Last Saturday, I had the pleasure of taking my son to Kid’s Day at the U.S. Open. Like everyone else in the audience, we erupted into applause and shrills when Serena Williams came onto the court to charm the adoring crowd.
Even before her appearance, the crowd was buzzing with talk about the fact that we may all be on the brink of witnessing her make history by becoming just the 6th person, male or female, to win all 4 major tournaments — the Australian Open, French Open, Wimbledon, and the U.S. Open — in a single calendar year. This hasn’t been done since Steffi Graf dominated the grand slams in 1988 when Williams was just six years old.
It wasn’t just the crowd at the Open. The excitement that Williams has generated across the globe has arguably made her the most recognized athlete on the planet. While she ranks first in the popularity rankings, she ranks last in the rankings of tennis players on Forbes’ list of the highest-paid athletes, and ranks 47th overall.
The highest paid athlete in the world is Floyd Mayweather, earning $285 million in winnings and $15 million in endorsements. The highest paid tennis player on the list is Roger Federer, with $9 million in winnings and $58 million in endorsements. Topping the list for female tennis players is Maria Sharapova, winning $6.7 million and getting $29.7 million in endorsements. Williams, in contrast, earned $11.6 million in winnings, but $13 million in endorsements.
When asked about the discrepancy in a recent New York Times Magazine article, Williams said “If they want to market someone who is white and blond, that’s their choice,’’ adding that, “I can’t sit here and say I should be higher on the list because I have won more…I’m happy for her, because she worked hard too. There is enough at the table for everyone.’’
Martin Morse, CEO of the MM Group, which provides financial and business mentoring to elite athletes and high-profile celebrities, says Williams can wield more financial power than she may realize she has.
“From a money standpoint, she’s worth at least 3 times more from an advertising standpoint [than] what she’s getting,” says Morse. “If she doesn’t demand that and make a stink about it, the executives at Nike certainly aren’t going to. It’s easy money for them,” he adds.
“If I were the most dominant player in the world, I would be mad. It’s that mentality. She could simply say, ‘this is what I’m worth. I’m not going to sign with Nike again unless I’m getting what I’m worth. I dominate this sport.’ She’s got that kind of leverage.”
Morse and others in the industry say there may be gender and cultural conditioning issues at play that unconsciously leave women and minorities willing to accept less than they’re worth and not fully understand their brand from a financial standpoint.
In addition, Morse says when it comes to Sharapova, advertisers are also paying her what they feel the market is dictating.
“Their market data dictates this.
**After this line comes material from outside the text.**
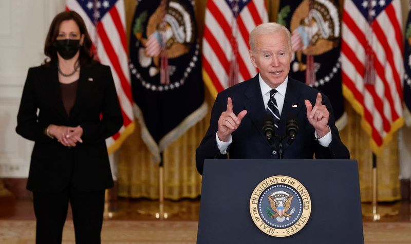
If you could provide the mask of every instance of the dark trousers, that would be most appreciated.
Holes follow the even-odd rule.
[[[73,214],[76,243],[101,242],[104,190],[81,192],[69,185],[57,193],[33,192],[36,243],[61,243],[69,202]]]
It’s a lot easier to pull the trigger on a sure fire bet. A blonde, blue-eyed girl fits the profile that more of the people who play tennis [can relate to] . . .”
Maria Sharapova pulled out of the U.S. Open due to an ongoing knee injury. Serena Williams has won her early rounds and continues to march towards an historic same year ‘Serena Slam.’ As Williams said in the New York Times Magazine story, “I also play and represent something much greater than me. I embrace that. I love that. I want that,” recognizing the significance of her platform and, hopefully, the ways in which she can be a role model when it comes to getting equal footing on the monetary side of the equation.